Pensioenvolgsystemen zijn onlineplatforms die personen een overzicht kunnen bieden van hun pensioenrechten en verwachte uitkeringen, idealiter voor alle verschillende pensioenregelingen en -aanbieders. Door de transparantie en het pensioenbewustzijn te vergroten, helpen en stimuleren deze systemen burgers om weloverwogen beslissingen te nemen over hun loopbaan, pensioen en spaargeld.

De bestaande pensioeninformatiediensten in de meeste lidstaten blijven echter versnipperd over verschillende pensioenpijlers en bieden vaak onvolledige dekking.

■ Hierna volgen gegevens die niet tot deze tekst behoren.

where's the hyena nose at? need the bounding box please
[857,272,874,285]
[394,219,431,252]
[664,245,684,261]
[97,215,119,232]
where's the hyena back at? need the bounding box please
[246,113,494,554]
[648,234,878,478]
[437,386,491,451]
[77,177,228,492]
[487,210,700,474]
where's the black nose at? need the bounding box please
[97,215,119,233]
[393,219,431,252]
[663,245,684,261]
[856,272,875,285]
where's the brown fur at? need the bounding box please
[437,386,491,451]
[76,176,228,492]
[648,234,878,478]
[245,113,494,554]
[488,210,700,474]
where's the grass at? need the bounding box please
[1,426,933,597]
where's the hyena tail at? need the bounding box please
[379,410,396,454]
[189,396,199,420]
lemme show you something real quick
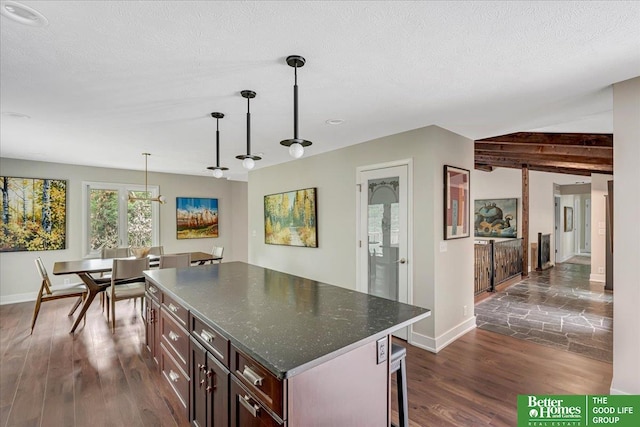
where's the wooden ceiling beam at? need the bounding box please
[474,155,612,174]
[474,142,612,159]
[476,132,613,148]
[474,162,600,176]
[474,164,494,172]
[475,151,613,166]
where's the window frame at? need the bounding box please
[82,181,161,258]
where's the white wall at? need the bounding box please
[247,125,475,352]
[472,168,589,270]
[0,158,248,304]
[611,76,640,395]
[590,174,609,282]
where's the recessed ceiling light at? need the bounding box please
[1,111,31,119]
[1,1,48,27]
[325,119,344,125]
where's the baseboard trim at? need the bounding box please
[1,292,36,305]
[410,316,476,353]
[589,273,605,283]
[610,387,632,395]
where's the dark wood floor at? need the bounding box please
[2,299,611,427]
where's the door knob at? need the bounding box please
[396,258,407,264]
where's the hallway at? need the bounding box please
[474,262,612,362]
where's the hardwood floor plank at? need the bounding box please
[4,300,56,426]
[0,302,32,427]
[40,301,78,427]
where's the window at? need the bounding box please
[82,181,160,257]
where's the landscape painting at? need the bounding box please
[176,197,218,239]
[264,187,317,247]
[474,198,518,238]
[1,176,67,252]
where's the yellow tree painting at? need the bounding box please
[0,177,67,252]
[264,188,317,247]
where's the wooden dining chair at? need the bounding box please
[99,246,131,310]
[31,258,87,334]
[159,253,191,269]
[105,257,149,333]
[211,246,224,264]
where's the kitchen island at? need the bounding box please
[144,261,430,426]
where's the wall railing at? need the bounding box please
[474,238,523,295]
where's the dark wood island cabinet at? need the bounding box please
[144,262,430,426]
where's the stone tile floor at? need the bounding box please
[475,262,613,362]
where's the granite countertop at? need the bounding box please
[144,261,430,379]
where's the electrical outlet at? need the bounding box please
[463,305,468,316]
[598,267,604,274]
[64,278,70,285]
[252,230,257,237]
[376,337,387,364]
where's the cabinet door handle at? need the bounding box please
[148,286,158,294]
[242,366,264,386]
[168,303,179,313]
[239,395,260,417]
[200,330,215,343]
[168,331,179,341]
[168,370,180,383]
[206,369,216,393]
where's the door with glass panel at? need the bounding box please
[358,164,409,339]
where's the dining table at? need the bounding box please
[52,251,221,333]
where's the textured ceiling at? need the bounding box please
[1,1,639,181]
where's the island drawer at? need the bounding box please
[160,309,189,371]
[191,314,229,367]
[160,343,189,417]
[231,377,284,426]
[146,281,162,302]
[231,345,284,419]
[162,293,188,328]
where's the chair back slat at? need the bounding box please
[34,258,53,295]
[102,247,130,259]
[149,246,164,256]
[159,254,191,269]
[111,257,149,281]
[212,246,224,258]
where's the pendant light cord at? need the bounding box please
[293,64,298,140]
[246,95,251,155]
[216,118,220,168]
[144,153,148,194]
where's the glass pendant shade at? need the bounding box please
[212,168,224,178]
[289,142,304,159]
[242,158,255,170]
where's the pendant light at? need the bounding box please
[207,112,229,179]
[235,90,262,170]
[280,55,312,159]
[128,153,166,204]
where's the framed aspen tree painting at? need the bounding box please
[0,176,67,252]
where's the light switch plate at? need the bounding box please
[440,241,447,252]
[376,337,388,364]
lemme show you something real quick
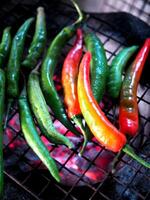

Op basis van positieve nationale ervaringen beveelt de Commissie alle lidstaten aan nationale systemen voor het traceren van pensioenen op te zetten of uit te breiden, die betrekking hebben op pensioenrechten uit alle pensioenregelingen, in alle pijlers (publieke, bedrijfs- en persoonlijke pensioenen). Deze dienst moet gratis zijn voor particulieren.

Wat zijn pensioendashboards en wat stelt u op dit gebied voor?

Pensioendashboards bieden beleidsmakers en andere belangrijke belanghebbenden een overzicht van de toereikendheid en duurzaamheid van de nationale pensioenstelsels, waarbij belangrijke indicatoren zoals dekking, bijdragen, pensioeninkomen in verschillende bevolkingsgroepen en begrotingskosten worden geconsolideerd. Dit ondersteunt empirisch onderbouwde beleidsvorming en helpt het vertrouwen van het publiek in pensioenstelsels op te bouwen en hervormingen te sturen.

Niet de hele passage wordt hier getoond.